By Anton Bridge and Miho Uranaka

TOKYO (Reuters) -Japanese tyre maker Bridgestone has more than halved the value of a planned bond offering to about 50 billion yen ($350.56 million) as underwriters continue to gauge demand for the issuance, two sources with knowledge of the matter said.

The company has also decided to do away with the proposed seven-year term in the bond offer series that also included other tenors, said the sources, who declined to be named as the information is not public.

Bridgestone declined to comment on the operation.

The sale by the tyre maker, which has an investment grade credit rating, is seen as a litmus test for market sentiment.
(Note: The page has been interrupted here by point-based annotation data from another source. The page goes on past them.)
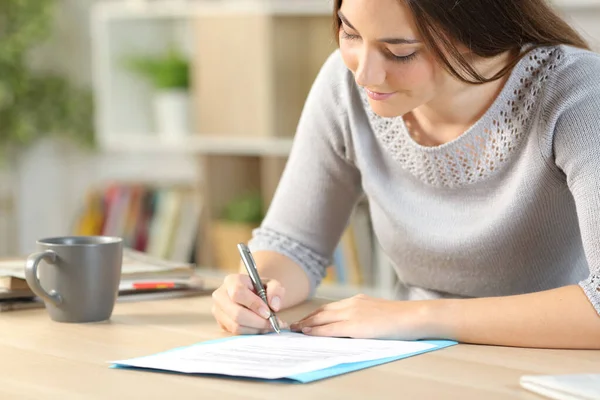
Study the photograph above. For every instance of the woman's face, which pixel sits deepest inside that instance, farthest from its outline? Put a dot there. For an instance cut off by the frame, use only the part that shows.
(379, 43)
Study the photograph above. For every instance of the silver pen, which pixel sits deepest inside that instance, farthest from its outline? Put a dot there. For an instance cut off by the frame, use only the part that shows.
(258, 286)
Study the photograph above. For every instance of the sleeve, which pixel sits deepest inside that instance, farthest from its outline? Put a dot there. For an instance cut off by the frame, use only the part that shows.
(577, 153)
(320, 184)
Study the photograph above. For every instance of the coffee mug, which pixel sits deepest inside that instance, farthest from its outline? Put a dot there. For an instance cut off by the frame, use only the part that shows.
(78, 278)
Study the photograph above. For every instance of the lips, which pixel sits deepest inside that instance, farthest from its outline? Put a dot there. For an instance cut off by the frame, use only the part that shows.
(378, 96)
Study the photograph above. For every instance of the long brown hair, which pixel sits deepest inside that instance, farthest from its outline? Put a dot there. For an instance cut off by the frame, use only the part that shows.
(487, 27)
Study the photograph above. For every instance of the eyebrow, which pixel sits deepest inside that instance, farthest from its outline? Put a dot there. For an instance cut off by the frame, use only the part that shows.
(384, 40)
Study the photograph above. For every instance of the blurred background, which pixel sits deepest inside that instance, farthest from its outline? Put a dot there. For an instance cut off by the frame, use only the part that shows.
(167, 122)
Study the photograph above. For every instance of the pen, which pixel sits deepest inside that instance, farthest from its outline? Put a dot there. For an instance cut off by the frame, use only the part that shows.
(258, 286)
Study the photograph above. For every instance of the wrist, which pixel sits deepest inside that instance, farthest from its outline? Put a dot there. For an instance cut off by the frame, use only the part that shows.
(436, 319)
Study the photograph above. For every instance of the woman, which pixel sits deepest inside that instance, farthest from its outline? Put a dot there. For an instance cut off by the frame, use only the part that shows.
(473, 129)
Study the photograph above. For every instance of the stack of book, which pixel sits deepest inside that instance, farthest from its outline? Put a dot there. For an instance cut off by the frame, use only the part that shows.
(142, 277)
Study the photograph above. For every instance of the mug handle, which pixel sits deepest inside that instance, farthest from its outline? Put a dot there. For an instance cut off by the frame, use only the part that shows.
(32, 280)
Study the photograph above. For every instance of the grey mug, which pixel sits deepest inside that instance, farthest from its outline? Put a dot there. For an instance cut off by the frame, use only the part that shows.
(78, 277)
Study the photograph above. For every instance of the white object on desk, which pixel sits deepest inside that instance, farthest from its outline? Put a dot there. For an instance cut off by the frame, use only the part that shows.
(564, 387)
(277, 356)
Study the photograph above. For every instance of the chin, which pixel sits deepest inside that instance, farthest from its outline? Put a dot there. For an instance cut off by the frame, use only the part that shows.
(386, 110)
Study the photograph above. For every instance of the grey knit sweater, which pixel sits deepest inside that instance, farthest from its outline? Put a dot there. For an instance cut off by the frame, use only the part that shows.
(511, 206)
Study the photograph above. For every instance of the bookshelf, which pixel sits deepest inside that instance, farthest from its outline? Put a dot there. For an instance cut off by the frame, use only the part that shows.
(252, 65)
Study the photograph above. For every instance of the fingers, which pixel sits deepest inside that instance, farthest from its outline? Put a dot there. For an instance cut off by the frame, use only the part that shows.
(230, 325)
(275, 293)
(336, 329)
(240, 292)
(322, 318)
(238, 309)
(237, 313)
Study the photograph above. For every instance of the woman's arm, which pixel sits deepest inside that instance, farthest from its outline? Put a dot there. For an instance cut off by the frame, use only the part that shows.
(317, 192)
(557, 318)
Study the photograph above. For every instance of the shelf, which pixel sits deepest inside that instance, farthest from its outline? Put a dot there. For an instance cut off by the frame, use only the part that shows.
(198, 144)
(575, 4)
(185, 9)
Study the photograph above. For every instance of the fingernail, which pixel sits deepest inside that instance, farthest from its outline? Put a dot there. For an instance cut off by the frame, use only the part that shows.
(275, 303)
(264, 312)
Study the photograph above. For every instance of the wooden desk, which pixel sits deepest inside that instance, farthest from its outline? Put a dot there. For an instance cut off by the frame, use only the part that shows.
(42, 359)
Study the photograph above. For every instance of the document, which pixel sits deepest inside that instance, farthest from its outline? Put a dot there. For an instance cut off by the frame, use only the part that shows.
(288, 355)
(564, 387)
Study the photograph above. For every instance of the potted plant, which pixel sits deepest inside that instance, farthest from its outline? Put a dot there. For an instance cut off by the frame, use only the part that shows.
(235, 225)
(36, 104)
(168, 73)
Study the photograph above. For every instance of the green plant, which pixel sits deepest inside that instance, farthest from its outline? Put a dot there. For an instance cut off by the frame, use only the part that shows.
(36, 104)
(167, 71)
(246, 209)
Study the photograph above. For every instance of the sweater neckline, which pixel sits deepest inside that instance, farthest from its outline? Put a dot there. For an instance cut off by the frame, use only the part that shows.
(487, 144)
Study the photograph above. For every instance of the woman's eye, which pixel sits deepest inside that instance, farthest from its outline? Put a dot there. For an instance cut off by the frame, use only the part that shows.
(347, 35)
(405, 58)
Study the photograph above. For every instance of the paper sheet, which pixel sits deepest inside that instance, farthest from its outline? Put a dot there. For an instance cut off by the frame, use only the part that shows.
(564, 387)
(275, 356)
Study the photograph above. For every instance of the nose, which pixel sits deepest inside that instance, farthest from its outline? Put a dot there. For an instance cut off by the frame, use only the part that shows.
(370, 71)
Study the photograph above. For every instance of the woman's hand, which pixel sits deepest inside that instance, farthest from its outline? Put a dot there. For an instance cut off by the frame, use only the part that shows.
(239, 310)
(367, 318)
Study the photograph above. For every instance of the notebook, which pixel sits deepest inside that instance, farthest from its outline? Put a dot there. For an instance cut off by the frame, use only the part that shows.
(564, 387)
(288, 357)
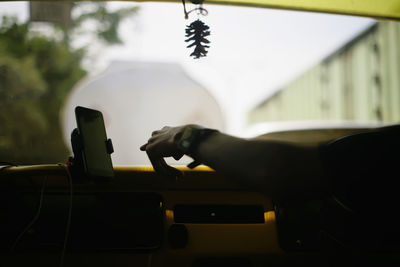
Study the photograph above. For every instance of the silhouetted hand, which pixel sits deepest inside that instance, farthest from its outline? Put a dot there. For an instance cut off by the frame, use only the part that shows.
(163, 143)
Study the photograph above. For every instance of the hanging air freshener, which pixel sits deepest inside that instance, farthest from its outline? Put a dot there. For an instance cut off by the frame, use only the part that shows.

While the offer value is lower than hoped, there are signs that the corporate bond market is stabilising, market players say.

Bond issuance has been muted in Asia in the past week since U.S. President Donald Trump’s tariffs sparked ructions in the U.S. Treasuries market, making issuance more expensive across investment grade and high-yield bonds.

Japanese corporate bonds remain popular with retail investors. A 600-billion-yen offering by SoftBank Group has attracted healthy retail demand and some brokerages have already sold out their pre-orders, a SoftBank spokesperson said. The bond will be priced on Friday with a coupon rate of between 3% and 3.6%, SoftBank filings showed.

The decision by SoftBank to proceed with its bond offering comes against the backdrop of market volatility that has upended deals in other countries.

While some Japanese companies have postponed planned issuances, others have won over investors by offering wider spreads to compensate for the current uncertainty and settling for lower fundraising amounts, market players say. All the same, since the announcement of the U.S. tariffs at the start of April, more than 10 firms have postponed or cancelled bond offerings, the two sources said.

Between 700 billion and 800 billion yen ($4.9 billion – $5.6 billion) – making up roughly half the total – of offerings intended for April have been postponed or cancelled so far, said Masahiro Koide, joint head of the capital markets division at Mizuho Securities.

Some of these firms have substituted bond offerings with lower-yield bank loans, Koide said.

Japan has a range of investors with different needs, including pension funds, asset managers, regional banks, agricultural cooperatives and individuals, whose combined demand has helped put a floor under the market.

And unlike during the market turmoil at the start of the COVID-19 pandemic and the 2008 global financial crisis, companies have ample capital, said Dai Otsu, head of debt syndication at Daiwa Securities.

Firms are more attuned to the importance of diversified financing and are returning to bond offerings, Otsu said.